Scarlet Johansson desistir de personagem trans é positivo, mas também perigoso
Atriz abdicou de fazer um personagem transgênero no filme 'Rub & Tug'
Em 2006, Felicity Huffman foi indicada ao Oscar de melhor atriz por “Transamerica”. Em 2014, Jared Leto ganhou o Oscar de melhor ator coadjuvante por “Clube de Compras Dallas”. Jeffrey Tambor venceu o Emmy de melhor ator em série cômica por dois anos seguidos, 2014 e 2015, por “Transparent”.
Todos eles são atores cisgênero (que se identificam com seu gênero de nascença) que ganharam prêmios por interpretar personagens transgênero. Os três foram citados por Scarlett Johansson –ou por um representante dela, ainda não ficou claro– quando a atriz começou a ser atacada nas redes sociais por ter aceito fazer uma mulher trans no filme “Rub & Tug”.
Na sexta (13), no entanto, Scarlett anunciou que abdicava do papel, depois de ouvir as críticas e os apelos da comunidade trans. Sua reviravolta pessoal reflete uma maior, pela qual a sociedade inteira está passando. Até pouco tempo atrás, ninguém piscava um olho se um ator cis fosse escalado para um personagem trans. Agora cresce a resistência, porque há pouquíssimo trabalho para os atores trans. Nem a si mesmos eles têm a chance de interpretar.
Um movimento parecido aconteceu aqui no Brasil. Renata Sorrah estava escalada para encarnar uma vilã trans em “O Sétimo Guardião”, a próxima novela da Globo na faixa das 21h. Talvez temendo uma polêmica, a emissora acabou convidando a atriz trans Nany People para o papel.
Há alguns pontos a se considerar nesta mudança geral de atitudes. O maior saldo é positivo: existem inúmeros atores trans de enorme talento, que merecem as mesmas oportunidades que seus colegas cis. Discriminá-los pelo simples fato de serem transgênero é absurdo.

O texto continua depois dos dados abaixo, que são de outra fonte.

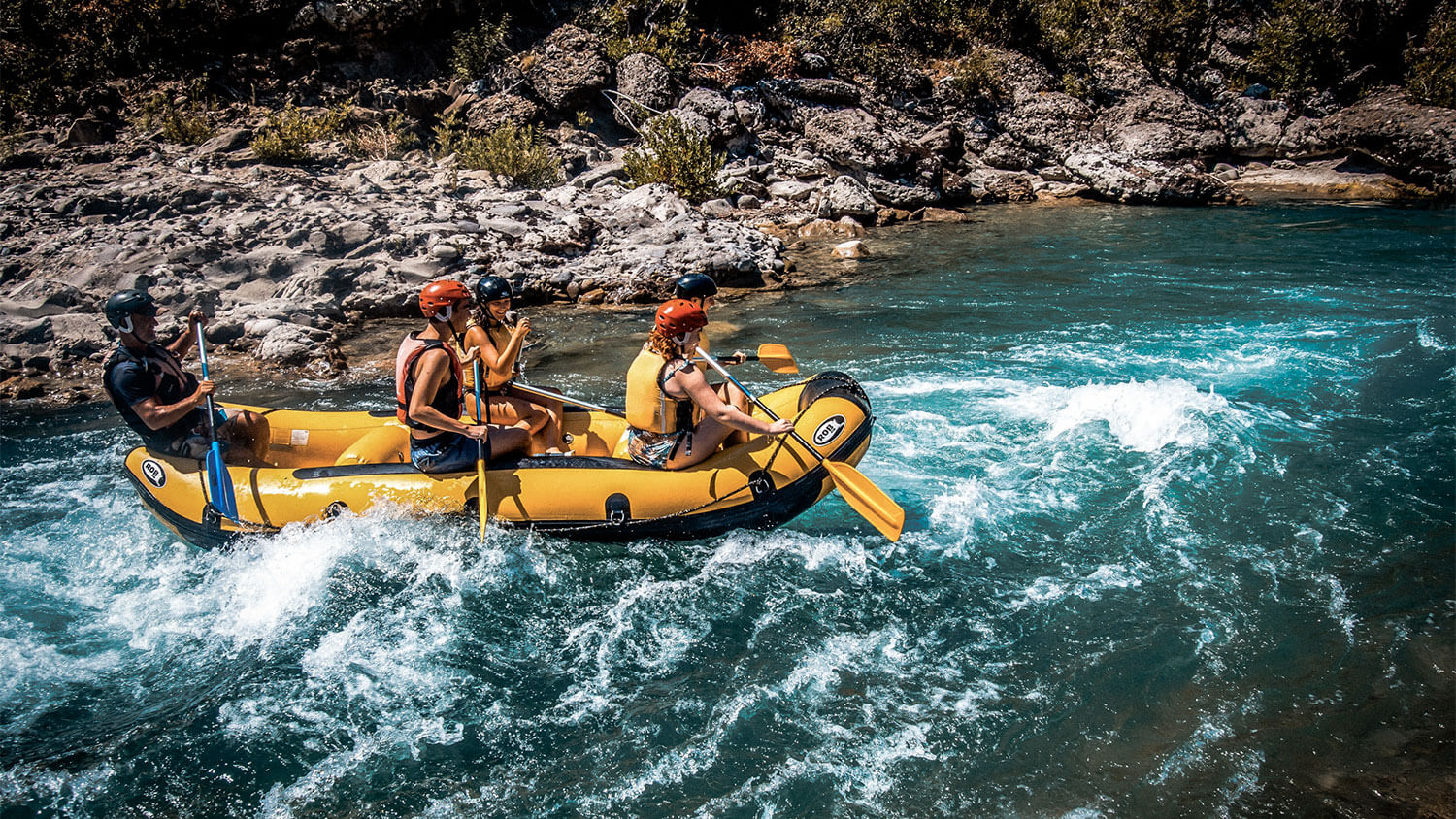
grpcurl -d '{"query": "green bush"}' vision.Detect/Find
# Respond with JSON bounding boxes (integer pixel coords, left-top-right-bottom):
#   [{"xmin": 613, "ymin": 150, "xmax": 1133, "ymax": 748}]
[
  {"xmin": 623, "ymin": 114, "xmax": 724, "ymax": 202},
  {"xmin": 1406, "ymin": 1, "xmax": 1456, "ymax": 108},
  {"xmin": 951, "ymin": 45, "xmax": 1007, "ymax": 102},
  {"xmin": 1036, "ymin": 0, "xmax": 1107, "ymax": 97},
  {"xmin": 0, "ymin": 0, "xmax": 236, "ymax": 122},
  {"xmin": 594, "ymin": 0, "xmax": 692, "ymax": 71},
  {"xmin": 1249, "ymin": 0, "xmax": 1350, "ymax": 93},
  {"xmin": 436, "ymin": 114, "xmax": 561, "ymax": 187},
  {"xmin": 128, "ymin": 91, "xmax": 217, "ymax": 146},
  {"xmin": 450, "ymin": 15, "xmax": 512, "ymax": 80},
  {"xmin": 249, "ymin": 103, "xmax": 349, "ymax": 161},
  {"xmin": 1114, "ymin": 0, "xmax": 1217, "ymax": 82}
]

Mas também existe um perigo latente. Falta pouco para que surja uma regra, ainda que informal, que proíba atores cis de interpretar personagens trans em qualquer hipótese. Além de violar a liberdade artística, esta norma implicaria em uma consequência terrível para os artistas trans: só atores cis fariam personagens cis. E assim por diante, até que cada um só possa interpretar a si mesmo.
O site da revista The Hollywood Reporter perguntou a opinião do cineasta chileno Sebastián Lelio sobre o caso Scarlet Johansson. Lelio dirigiu “Uma Mulher Fantástica”, que venceu o Oscar de filme em língua estrangeira em fevereiro passado. A mulher do título é uma transexual, interpretada por Daniela Vega - uma atriz que também é trans na vida real.

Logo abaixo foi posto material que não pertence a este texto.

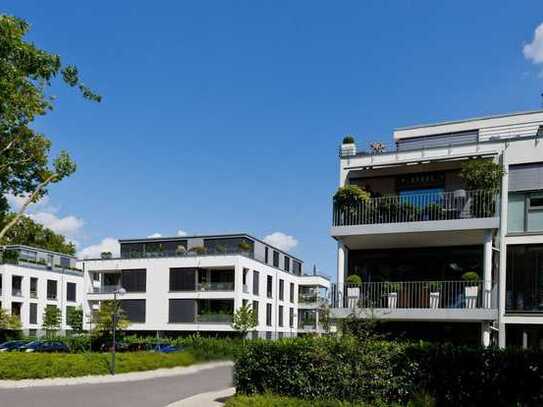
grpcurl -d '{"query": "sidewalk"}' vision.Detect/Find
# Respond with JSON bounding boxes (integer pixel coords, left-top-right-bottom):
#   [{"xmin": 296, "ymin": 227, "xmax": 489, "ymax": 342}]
[
  {"xmin": 0, "ymin": 361, "xmax": 234, "ymax": 389},
  {"xmin": 167, "ymin": 387, "xmax": 236, "ymax": 407}
]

“É verdade que (...) a escalação de um ator cis para um personagem trans é estética ou moralmente discutível –mas nunca deveria ser proibida. Quando eu escalei Daniela Vega para o meu filme, eu não estava dizendo que personagens transgênero devem ser feitos por atores transgênero. Só fiz o que parecia melhor para o meu filme”, disse o diretor ao site.
“Quando a liberdade artística é ameaçada, é um sinal de que a sociedade está se tornando autoritária, ou caminhando em direção a comportamentos e procedimentos que começam a cheirar a fascismo”.
Concordo com Lelio. E vou tentar resumir a polêmica: os atores trans precisam e merecem mais trabalho. Mas a melhor maneira de conseguir isto não é impedir os atores cis de encarnar personagens trans. É pressionar os produtores e os diretores de elenco a testar e contratar atores trans para papéis de cis. Claro que ainda falta muito para esta situação ideal, mas o debate já começou.